The Madness Behind March Madness¶

An Analysis by: Rahul Shah¶

Every March, college basektball fans rejoice as the annual March Madness tournament kicks off. Dubbed "The Big Dance," 64 Division 1 basketball teams play in a win or go home tournament over the span of three weeks, where only one team prevails and wins the championship. It is the season of upsets and Cinderella stories where each team competes to the fullest extent to make it the distance. There are over 350 D1 basketball teams, and only 64 make the tournament, so there has to be some sort of selection process. There are 32 D1 "conferences," or groupings of basketball teams (think of UMD being in the Big 10). There are conference tournaments and the winner of each conference is automatically selected for the tournament. From the remaining slots, the NCAA (National Collegiate Athletic Association) takes a look at every team's regular season stats and standings, and chooses the remaining 32 teams to participate. You can read more on how the tournament works here.
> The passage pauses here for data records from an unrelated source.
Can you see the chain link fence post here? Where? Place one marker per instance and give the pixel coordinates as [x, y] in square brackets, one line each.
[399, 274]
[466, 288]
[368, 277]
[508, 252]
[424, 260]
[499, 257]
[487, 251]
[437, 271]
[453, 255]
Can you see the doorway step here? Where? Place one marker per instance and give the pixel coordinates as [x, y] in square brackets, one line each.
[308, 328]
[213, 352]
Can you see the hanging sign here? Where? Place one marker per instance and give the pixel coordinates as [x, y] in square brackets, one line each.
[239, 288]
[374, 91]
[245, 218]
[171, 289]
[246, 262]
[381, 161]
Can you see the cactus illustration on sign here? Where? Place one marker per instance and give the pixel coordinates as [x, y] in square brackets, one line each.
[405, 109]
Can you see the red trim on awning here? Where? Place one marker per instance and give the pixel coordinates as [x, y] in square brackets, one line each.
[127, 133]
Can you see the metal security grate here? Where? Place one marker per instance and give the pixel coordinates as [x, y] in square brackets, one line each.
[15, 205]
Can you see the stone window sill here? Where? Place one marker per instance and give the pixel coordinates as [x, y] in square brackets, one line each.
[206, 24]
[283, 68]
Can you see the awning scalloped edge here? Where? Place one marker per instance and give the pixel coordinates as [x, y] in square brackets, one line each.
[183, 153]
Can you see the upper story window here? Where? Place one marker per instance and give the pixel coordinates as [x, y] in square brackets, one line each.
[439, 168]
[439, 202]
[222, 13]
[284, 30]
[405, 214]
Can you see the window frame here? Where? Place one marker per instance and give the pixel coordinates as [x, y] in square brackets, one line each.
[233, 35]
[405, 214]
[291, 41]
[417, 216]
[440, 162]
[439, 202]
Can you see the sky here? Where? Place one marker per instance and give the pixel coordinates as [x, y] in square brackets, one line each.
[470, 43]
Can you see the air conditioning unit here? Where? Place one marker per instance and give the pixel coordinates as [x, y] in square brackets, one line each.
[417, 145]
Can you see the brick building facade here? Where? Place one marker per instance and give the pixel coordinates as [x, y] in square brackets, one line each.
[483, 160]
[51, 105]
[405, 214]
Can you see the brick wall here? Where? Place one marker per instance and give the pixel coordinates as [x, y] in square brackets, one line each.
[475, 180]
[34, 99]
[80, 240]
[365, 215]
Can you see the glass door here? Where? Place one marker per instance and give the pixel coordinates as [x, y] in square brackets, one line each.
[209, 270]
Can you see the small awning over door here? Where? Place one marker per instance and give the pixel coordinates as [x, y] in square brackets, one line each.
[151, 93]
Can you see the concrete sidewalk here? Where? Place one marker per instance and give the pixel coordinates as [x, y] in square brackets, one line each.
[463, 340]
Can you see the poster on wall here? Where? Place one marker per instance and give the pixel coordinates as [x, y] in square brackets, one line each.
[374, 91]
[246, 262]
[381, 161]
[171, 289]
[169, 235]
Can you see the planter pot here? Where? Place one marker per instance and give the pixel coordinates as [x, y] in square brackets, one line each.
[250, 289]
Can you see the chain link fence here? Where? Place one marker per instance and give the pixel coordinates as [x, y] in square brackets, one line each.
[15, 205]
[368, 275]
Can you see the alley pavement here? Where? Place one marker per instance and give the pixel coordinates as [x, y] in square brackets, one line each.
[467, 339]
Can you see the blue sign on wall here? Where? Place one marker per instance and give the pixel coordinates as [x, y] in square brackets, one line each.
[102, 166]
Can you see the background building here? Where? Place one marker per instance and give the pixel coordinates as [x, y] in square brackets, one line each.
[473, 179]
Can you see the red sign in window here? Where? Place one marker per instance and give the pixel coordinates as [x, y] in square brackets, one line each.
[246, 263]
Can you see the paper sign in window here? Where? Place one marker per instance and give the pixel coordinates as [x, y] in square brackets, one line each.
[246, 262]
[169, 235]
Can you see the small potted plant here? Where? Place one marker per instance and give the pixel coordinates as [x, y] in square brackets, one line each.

Since the tournament was updated to 64 teams in 1985, there have been yearly competitions (bracket challenges) where people try to build the "perfect bracket" of all 63 games. Brackets are able to be published as soon as the official matchups are made, up until the first game starts, which is about a 4-day span. The odds of a perfect bracket are $\frac{1}{2^{63}}$ or $1:9.2$ quintillion. In the history of the competition, no one has ever made an official perfect bracket. For reference, in 2022 alone, there was about 70 million official brackets published, but not a single one was perfect. This draws in a vast audience, as they, including myself, want to be the first person ever to have a perfect bracket. From these facts, it makes sense to know a little about each team and the matchups in order to choose winners of each matchup accordingly.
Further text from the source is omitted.